BUSINESS

FremantleMedia’s slots factor; Centrebet’s turf tiff; PartyGaming’s a little short

TAGs: Centrebet, FremantleMedia, PartyGaming

FremantleMedia-Centrebet-PartyGamingFremantleMedia, the content and production division of European broadcast giants RTL Group, is looking to match its branded content with online slot developers. In order to find ways to wring even more money from Fremantle properties such as X Factor, The Price Is Right and Got Talent (among many, many others), the company has tapped former IGT Wagerworks man Simon Murphy to drum up slots business in Europe, Asia and the Middle East (but focusing mainly on the UK, Italy and Scandinavia). Murphy is already working with developers Electracade on projects for Betfair, Rank Group and William Hill.

Aussie bookmakers Centrebet are under fire at home over their recent stadium naming rights deal with the National Rugby League’s Penrith Panthers. The five-year AUD $1.5m pact marks the first time an Australian sports ground has adopted a bookie’s name. The Federal Minister for Sport, Mark Arbib, says the deal is not a concern, but the usual anti-gambling suspects like Sen. Nick Xenophon have raised their usual hue and cry, prompting Centrebet spokesman Neil Evans to deliver a sharp verbal kick to Xenophon’s down-unders.

”The ‘anti brigade’ are becoming like cracked records.

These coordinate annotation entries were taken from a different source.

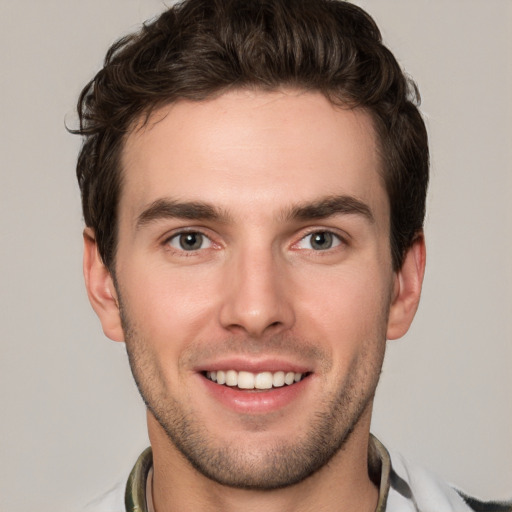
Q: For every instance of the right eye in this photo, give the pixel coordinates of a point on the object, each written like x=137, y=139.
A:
x=189, y=241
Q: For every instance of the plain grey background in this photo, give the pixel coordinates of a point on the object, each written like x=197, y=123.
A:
x=71, y=420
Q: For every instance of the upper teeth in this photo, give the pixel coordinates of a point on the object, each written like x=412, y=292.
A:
x=248, y=380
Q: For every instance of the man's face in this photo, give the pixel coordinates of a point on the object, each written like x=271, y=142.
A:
x=254, y=248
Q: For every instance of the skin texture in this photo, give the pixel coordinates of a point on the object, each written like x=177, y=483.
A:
x=256, y=179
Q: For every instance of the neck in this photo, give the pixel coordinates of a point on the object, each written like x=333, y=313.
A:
x=341, y=485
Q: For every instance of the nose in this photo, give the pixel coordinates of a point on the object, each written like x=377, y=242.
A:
x=257, y=295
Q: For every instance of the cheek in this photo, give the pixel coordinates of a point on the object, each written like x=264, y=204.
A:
x=168, y=305
x=347, y=308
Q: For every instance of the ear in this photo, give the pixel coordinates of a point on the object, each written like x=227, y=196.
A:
x=407, y=289
x=100, y=288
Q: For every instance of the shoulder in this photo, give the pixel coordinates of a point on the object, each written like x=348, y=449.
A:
x=414, y=488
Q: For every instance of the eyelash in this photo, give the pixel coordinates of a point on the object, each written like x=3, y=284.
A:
x=176, y=236
x=335, y=239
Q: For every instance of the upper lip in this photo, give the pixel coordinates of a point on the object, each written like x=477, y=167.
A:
x=253, y=365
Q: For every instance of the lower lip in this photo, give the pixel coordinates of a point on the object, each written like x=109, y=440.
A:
x=257, y=401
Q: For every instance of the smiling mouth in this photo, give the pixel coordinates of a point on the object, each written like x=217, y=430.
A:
x=260, y=381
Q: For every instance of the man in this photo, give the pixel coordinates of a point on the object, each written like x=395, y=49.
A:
x=253, y=181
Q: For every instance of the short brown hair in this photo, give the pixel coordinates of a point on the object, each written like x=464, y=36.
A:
x=200, y=48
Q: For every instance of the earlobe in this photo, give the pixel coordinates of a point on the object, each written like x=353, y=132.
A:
x=407, y=289
x=100, y=288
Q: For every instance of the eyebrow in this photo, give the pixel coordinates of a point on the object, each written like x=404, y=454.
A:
x=196, y=210
x=329, y=206
x=172, y=209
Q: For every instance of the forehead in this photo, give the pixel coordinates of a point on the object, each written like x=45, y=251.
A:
x=249, y=150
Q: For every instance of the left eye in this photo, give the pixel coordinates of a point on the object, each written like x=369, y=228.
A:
x=319, y=241
x=190, y=241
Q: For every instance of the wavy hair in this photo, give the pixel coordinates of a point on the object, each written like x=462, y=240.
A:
x=201, y=48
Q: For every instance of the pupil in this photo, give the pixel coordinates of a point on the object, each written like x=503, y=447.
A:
x=191, y=241
x=321, y=241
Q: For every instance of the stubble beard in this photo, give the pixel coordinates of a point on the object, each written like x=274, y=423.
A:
x=282, y=464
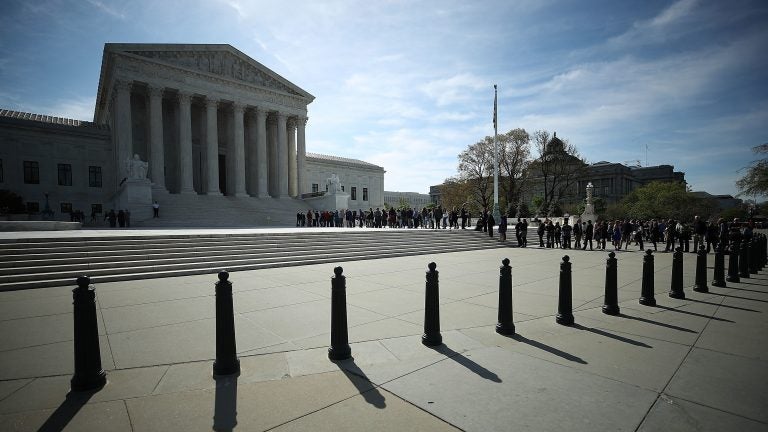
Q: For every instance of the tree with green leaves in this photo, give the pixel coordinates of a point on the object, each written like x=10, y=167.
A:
x=669, y=200
x=476, y=170
x=558, y=168
x=755, y=180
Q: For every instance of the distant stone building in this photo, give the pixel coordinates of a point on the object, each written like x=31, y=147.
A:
x=413, y=199
x=363, y=181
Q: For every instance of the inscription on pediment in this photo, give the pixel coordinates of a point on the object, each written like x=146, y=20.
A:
x=219, y=63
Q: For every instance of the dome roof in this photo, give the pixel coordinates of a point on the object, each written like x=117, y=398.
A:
x=555, y=145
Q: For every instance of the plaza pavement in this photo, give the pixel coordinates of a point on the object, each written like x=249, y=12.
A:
x=699, y=364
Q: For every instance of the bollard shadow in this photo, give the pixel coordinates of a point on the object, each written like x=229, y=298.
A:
x=658, y=323
x=693, y=313
x=365, y=387
x=225, y=404
x=60, y=418
x=722, y=305
x=612, y=336
x=740, y=298
x=467, y=363
x=552, y=350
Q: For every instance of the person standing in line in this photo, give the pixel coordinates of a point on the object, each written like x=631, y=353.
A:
x=588, y=233
x=490, y=222
x=540, y=232
x=577, y=232
x=566, y=234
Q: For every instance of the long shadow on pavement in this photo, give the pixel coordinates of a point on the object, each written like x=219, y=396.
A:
x=738, y=297
x=467, y=363
x=693, y=313
x=612, y=336
x=225, y=404
x=547, y=348
x=68, y=409
x=645, y=320
x=367, y=389
x=722, y=305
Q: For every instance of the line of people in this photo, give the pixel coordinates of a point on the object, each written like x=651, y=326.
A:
x=435, y=218
x=621, y=234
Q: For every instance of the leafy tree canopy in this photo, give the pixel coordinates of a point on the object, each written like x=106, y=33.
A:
x=755, y=180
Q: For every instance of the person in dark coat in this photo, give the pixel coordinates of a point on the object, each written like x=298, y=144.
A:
x=588, y=233
x=503, y=229
x=490, y=222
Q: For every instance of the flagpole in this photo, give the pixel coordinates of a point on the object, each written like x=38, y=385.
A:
x=496, y=214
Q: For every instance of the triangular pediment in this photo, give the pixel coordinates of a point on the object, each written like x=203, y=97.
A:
x=221, y=60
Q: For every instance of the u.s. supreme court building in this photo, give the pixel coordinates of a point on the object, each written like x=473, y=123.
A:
x=175, y=123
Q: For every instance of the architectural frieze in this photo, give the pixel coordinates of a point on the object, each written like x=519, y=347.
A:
x=133, y=65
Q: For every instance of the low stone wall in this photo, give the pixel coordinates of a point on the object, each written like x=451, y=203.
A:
x=39, y=225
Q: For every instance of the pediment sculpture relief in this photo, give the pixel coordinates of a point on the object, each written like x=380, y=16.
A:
x=219, y=63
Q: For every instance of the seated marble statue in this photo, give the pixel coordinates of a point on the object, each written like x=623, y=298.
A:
x=136, y=168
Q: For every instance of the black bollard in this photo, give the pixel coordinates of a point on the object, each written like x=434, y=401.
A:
x=611, y=303
x=646, y=294
x=226, y=362
x=744, y=260
x=432, y=336
x=565, y=298
x=718, y=278
x=88, y=372
x=733, y=263
x=701, y=270
x=506, y=325
x=339, y=349
x=676, y=287
x=753, y=255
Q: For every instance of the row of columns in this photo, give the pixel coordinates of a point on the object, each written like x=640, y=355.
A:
x=250, y=167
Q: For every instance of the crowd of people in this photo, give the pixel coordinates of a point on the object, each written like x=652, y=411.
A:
x=621, y=234
x=424, y=218
x=627, y=233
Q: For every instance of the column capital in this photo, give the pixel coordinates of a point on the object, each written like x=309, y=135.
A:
x=123, y=85
x=155, y=91
x=184, y=97
x=210, y=101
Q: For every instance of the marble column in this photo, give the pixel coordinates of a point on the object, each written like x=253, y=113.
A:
x=261, y=152
x=123, y=125
x=185, y=143
x=301, y=157
x=282, y=155
x=239, y=140
x=156, y=144
x=292, y=157
x=272, y=155
x=212, y=146
x=251, y=163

Why don’t they survey the blokes walking into the ground, down at the shopping mall, on the building sites, and in the pubs and see what they think? Most clubs, especially those hardly flushed with cash, would dream about a five-year ground deal worth around $1.5 million, and that’s before we start talking about the spin-off effects for the community and all the hard-working people in and around the club.” Yeah, what he said.

Leaving Australia, we tentatively enter The Twilight Zone… Just yesterday we joked that the pessimistic tone struck in our analysis of the Pwin merger documents was responsible for both Bwin and PartyGaming shares losing about 6% of their value over the following two days. We added another joke to the effect that, if our words had that level of influence, perhaps we should start short-selling all publicly traded gaming stocks. Har har, right? Then this morning’s Guardian published Dataexplorers figures showing that PartyGaming is one of the most shorted stocks on the FTSE, with 11.7% of its shares out on loan to hedge funds and speculators. On the plus side, now that we know for sure that we can manipulate the future, we can’t wait for tomorrow, when we anticipate Emma Watson coming round to clean our flat wearing nothing but that smile.